La traversée du désert, de 1969 à 1977, sera marquée par la reconquête progressive en compagnie d’un autre homme ordinaire et d’exception : Henri Fromentin et avec l'aide d'un groupe formidable, le Comité d'Action de gauche. Ernest et Henri, deux personnalités exceptionnelles, à la fois si différentes et si proches, si attachantes. La victoire absolue de la liste d’Action de gauche en cette année 1977 sera synonyme de gestion à vocation autogestionnaire. Rendre le pouvoir au citoyen, Information, participation, contrôle, développement des services publics, création de la régie transports, urbanisme à visage humain, service famille…autant de slogans transformés en actions avec des commissions plénières, des réunions extra-municipales, la rédaction d’un livre par Christophe Wargny (1) le tout étant soldé par l’erreur formelle des rues piétonnes du centre ville encore en chantier lors de la campagne électorale de 1983, ce dont profita Odile Proust et ses colistiers.
Mais Ernest Martin c’était aussi la lutte implacable contre l’alcoolisme et les addictions, le centre de planification des naissances devenu le centre d’orthogénie où l’interruption volontaire de grossesse fut pratiquée au lendemain de la loi Veil. Ernest c’était la naissance non violente avec une préparation des couples à l’accouchement dont il reste à tous les parents (dont je suis) des souvenirs émus, passionnels. Ernest c’était aussi le droit au beau avec une volonté culturelle élevée, l’absolue certitude que l’éducation passe aussi par un accès direct à la culture sous toutes ses formes : cinéma, musique, expositions, sans oublier la peinture qu’il favorisa avec les ateliers d’expression libre permettant aux plus jeunes d’exprimer leur moi profond.

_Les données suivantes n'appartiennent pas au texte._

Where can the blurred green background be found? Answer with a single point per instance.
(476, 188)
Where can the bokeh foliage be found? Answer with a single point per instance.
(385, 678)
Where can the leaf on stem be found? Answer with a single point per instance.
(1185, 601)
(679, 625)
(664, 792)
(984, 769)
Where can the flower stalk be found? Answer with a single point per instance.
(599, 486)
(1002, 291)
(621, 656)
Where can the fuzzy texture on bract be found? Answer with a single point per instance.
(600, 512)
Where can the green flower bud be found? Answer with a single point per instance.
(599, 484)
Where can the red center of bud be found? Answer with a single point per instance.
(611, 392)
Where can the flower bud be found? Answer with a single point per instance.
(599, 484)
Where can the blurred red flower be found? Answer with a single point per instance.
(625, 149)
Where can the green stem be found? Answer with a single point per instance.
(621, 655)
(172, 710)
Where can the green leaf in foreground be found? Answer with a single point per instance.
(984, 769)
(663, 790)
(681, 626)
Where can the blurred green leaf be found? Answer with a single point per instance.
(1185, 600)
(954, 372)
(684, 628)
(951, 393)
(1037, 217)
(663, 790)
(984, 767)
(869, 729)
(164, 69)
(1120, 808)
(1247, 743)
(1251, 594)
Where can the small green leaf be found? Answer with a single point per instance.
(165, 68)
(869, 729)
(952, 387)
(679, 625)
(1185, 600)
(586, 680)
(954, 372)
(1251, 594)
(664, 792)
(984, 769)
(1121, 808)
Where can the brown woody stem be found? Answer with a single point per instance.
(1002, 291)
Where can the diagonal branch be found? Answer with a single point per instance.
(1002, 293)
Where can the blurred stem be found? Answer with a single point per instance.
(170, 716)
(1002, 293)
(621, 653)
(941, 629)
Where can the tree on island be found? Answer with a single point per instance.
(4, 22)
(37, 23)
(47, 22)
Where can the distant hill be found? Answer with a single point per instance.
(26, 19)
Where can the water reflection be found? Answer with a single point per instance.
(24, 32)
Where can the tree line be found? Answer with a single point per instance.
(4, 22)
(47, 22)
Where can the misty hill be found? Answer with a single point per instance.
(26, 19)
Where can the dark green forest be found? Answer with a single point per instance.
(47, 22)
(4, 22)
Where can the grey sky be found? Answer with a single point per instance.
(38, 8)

Ernest, encore, c’était le médecin des pauvres, des marginaux, des paumés. Il était capable d’une grande écoute et doté d’une faculté de réassurance absolument colossale, un mot qu’il affectionnait avec d’autres mots très beaux comme amour, amitié, tendresse, si bien que ses patients se sentaient considérés et déjà guéris.
Les Lovériens, en perdant Ernest Martin, perdent gros. Ils perdent leur ancien maire mais nous, nous perdons un ami, même plus qu’un ami. Une présence qui ne s’effacera jamais.
(1) Christophe Wargny : « Louviers sur la route de l’autogestion ». Editions Syros.

PS : Le quotidien Paris-Normandie publie un long article, ce lundi 27 janvier et consacré à Ernest. Il est écrit que j'aurais été « secrétaire général de la mairie ». Ce n'est pas exact. J'ai effectivement servi Ernest Martin aux côtés de Paul Astégiani, secrétaire général. J'étais rédacteur faisant fonction d'adjoint au secrétaire général.